For this reason, when you have something to sell, you talk
up its value; and when you see something you like to buy, you talk down its
value. This is because the gain or loss you make after all is said and done,
will be the difference between the price of purchase and the price of sale.
Unfortunately, the habit of talking things up or down while knowing we are in
error, is still with us today. It even developed into a sharper instrument
because the modern means of communication allow for the amplification of the
message.
Furthermore, when you consider that the marketplace carries
more than commodities, you see that talking up or talking down the value of
something applies to many other things, one of them being labor. Thus, you have
on the one hand the business groups – which are purchasers of labor –
constantly trying to undermine the labor groups called unions. In response, the
labor unions seek to protect their members by talking up the value of organized
labor. And each camp uses the resources available to them to achieve their end.
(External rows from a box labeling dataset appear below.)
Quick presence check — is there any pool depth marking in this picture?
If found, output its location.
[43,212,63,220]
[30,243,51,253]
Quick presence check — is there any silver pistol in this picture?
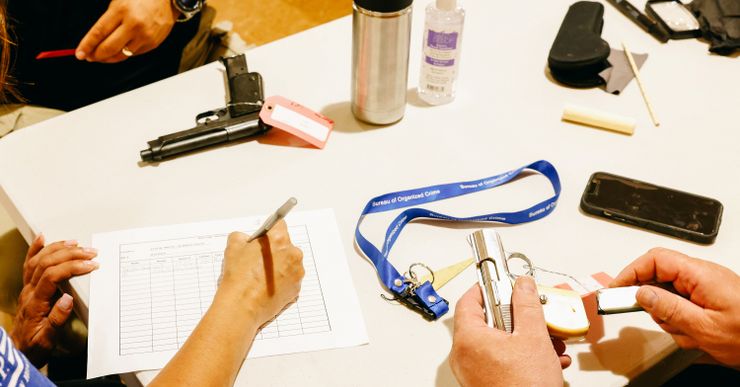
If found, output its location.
[468,230,514,333]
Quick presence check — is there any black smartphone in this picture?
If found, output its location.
[581,172,722,244]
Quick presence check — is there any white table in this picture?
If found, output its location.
[0,1,740,386]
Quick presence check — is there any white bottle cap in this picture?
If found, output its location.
[437,0,457,11]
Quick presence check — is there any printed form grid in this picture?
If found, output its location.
[119,226,331,355]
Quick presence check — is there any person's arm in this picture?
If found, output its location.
[75,0,179,63]
[610,248,740,367]
[10,235,98,368]
[450,276,571,387]
[150,221,304,387]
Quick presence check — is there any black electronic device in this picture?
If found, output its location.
[581,172,722,244]
[547,1,611,87]
[172,0,206,22]
[609,0,670,43]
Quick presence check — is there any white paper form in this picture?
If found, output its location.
[87,210,368,377]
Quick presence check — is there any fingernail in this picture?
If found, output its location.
[636,287,658,310]
[516,275,537,294]
[82,261,100,269]
[59,293,72,310]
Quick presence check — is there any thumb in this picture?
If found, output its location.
[636,285,704,335]
[49,293,72,328]
[511,276,547,336]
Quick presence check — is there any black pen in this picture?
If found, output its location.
[247,198,298,243]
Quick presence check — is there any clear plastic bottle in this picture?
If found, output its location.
[418,0,465,105]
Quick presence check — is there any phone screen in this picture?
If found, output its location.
[583,173,722,235]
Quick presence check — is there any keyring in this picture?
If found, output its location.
[409,262,434,288]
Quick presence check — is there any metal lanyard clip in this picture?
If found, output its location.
[381,263,449,321]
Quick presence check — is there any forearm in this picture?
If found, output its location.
[150,288,259,386]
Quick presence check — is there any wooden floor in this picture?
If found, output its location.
[208,0,352,46]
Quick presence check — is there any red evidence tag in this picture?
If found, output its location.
[260,96,334,149]
[36,48,75,60]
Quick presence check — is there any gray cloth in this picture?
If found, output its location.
[599,48,648,95]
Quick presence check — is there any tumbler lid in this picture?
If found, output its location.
[354,0,414,12]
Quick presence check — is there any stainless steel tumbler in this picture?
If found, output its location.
[352,0,413,125]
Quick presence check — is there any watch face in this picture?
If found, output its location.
[175,0,202,11]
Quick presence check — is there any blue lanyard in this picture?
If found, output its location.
[355,160,561,320]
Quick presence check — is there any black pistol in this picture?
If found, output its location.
[141,54,272,162]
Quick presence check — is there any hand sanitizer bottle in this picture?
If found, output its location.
[418,0,465,105]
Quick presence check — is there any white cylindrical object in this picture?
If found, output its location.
[563,105,636,134]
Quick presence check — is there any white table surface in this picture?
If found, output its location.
[0,1,740,386]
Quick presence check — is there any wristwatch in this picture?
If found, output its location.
[172,0,206,22]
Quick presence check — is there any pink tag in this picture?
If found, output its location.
[36,48,75,59]
[260,96,334,149]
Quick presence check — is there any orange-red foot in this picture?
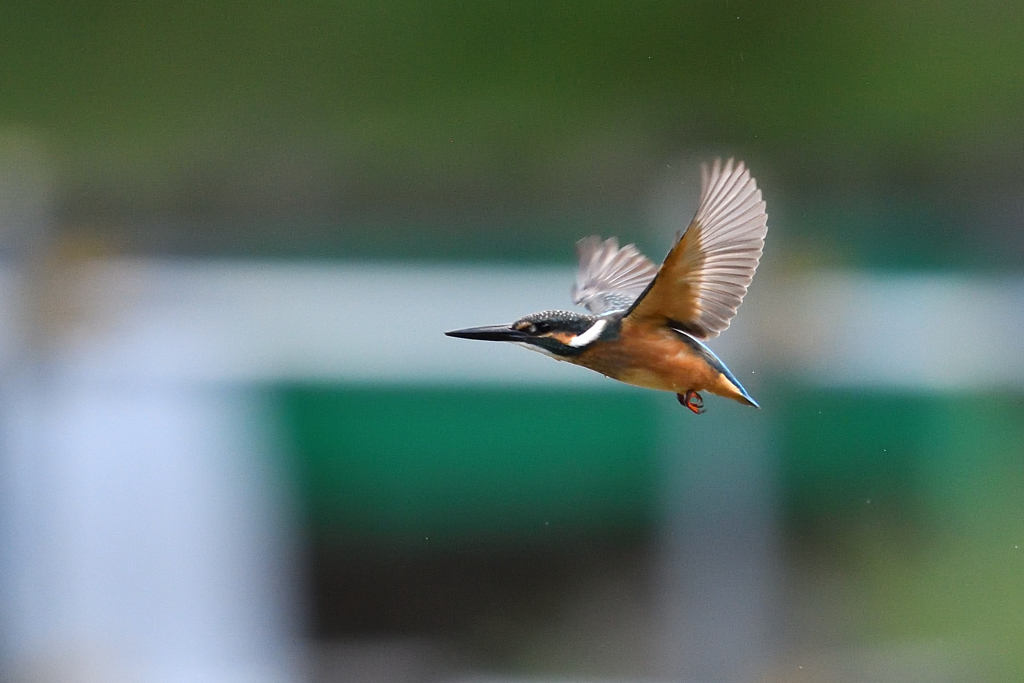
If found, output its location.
[676,389,705,415]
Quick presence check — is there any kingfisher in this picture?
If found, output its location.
[445,159,768,415]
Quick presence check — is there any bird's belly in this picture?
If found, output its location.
[579,339,720,392]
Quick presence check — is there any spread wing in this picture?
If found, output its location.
[572,236,657,315]
[627,159,768,339]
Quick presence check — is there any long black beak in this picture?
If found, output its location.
[444,325,526,341]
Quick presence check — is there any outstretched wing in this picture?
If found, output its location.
[572,236,657,315]
[627,159,768,339]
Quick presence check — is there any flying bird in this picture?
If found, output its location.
[445,159,768,414]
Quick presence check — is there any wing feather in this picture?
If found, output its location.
[572,236,657,315]
[627,159,768,339]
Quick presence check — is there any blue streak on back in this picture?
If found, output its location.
[672,328,761,408]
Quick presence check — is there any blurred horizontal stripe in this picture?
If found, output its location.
[8,260,1024,390]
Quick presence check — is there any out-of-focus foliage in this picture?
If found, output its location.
[0,0,1024,237]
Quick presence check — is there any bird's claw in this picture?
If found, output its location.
[676,389,705,415]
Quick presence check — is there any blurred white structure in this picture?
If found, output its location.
[0,252,1024,682]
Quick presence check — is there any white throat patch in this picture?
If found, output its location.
[569,318,608,348]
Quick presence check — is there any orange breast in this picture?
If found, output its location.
[572,322,722,393]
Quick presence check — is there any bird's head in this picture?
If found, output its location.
[444,310,614,358]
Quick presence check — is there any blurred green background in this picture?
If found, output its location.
[0,0,1024,681]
One of the surest ways to raise the value of something is to
make it rare. If it is a commodity, you hoard it and keep it hidden for a
while; if it is your labor, you go on strike and make your demands known. On
the opposite side of the coin, the surest way to cheapen something is to
restrain yourself from buying it. If it is a commodity, you boycott it; if it
is labor, you do not hire it or if you're employing it already, you lock it
out. And this is the sort of to and fro drama that has been playing itself out
in one form or another since the onset of the Industrial Revolution both in
Europe and in America.
Then something big happened called globalization, and things
began to change fundamentally. It is that the world opened itself to business,
and the developing countries began to supply the businesses in the advanced
countries with plenty of cheap labor. America which used to rely on
immigration to maintain the demand of the labor unions at a moderate level
could now do without immigration by relocating itself outside the country. This
caused the foreign skilled labor to stay home, leaving it to the unskilled and
the illiterate to seek entry into America by legal means or by
illegal ones. And this development contributed to the start of a movement in America seeking
to keep illegal immigrants out.
At the same time, Europe
that was not in the business of receiving immigrants on a large scale began to
open its doors to immigration a little wider to persuade its own businesses to
stay home rather than relocate in the developing countries. And this move
contributed to the start of an anti-immigration movement in Europe .
It must be said, however, that the locals in America
are more tolerant of the legal immigrants than their European counterparts
because America
is largely made of immigrants whereas the European societies are as monolithic
as any “old” country and have a strong chauvinistic bent.
What that picture of the world says is that the problems of
inequality, unemployment and immigration are no longer phenomena associated
solely with the two advanced continents, but that they branch out to the rest
of the world. And more importantly, they are connected with each other, which
suggests they can only be solved together in a comprehensive way – albeit with
a different combination of measures to suit each jurisdiction.
The tools employed to solve the problem of inequality have
been the use of taxation, the social programs, the minimum wage, the retraining
of the workers and the like. The tools to solve unemployment have been the
monetary and fiscal measures, the retraining of the workers and so on. The
tools to solve immigration have been reforms that range from amnesty, to the
education of newcomers, to the enforcement of a kind of dress code, etcetera.
What complicates things is the fact that the governments of
unitary states as well as those of federations are made of several levels of jurisdictions
ranging from the municipal to the federal. Each controls one thing or another
and the jurisdictions often work at cross purposes. This is not to mention that
a small municipality may at some point wish to implement a rule that would
contravene an international agreement, thus be forbidden to do so. And this is
why it is advisable that everyone look at the same picture when fashioning a
combination of solutions that suit their individual jurisdictions.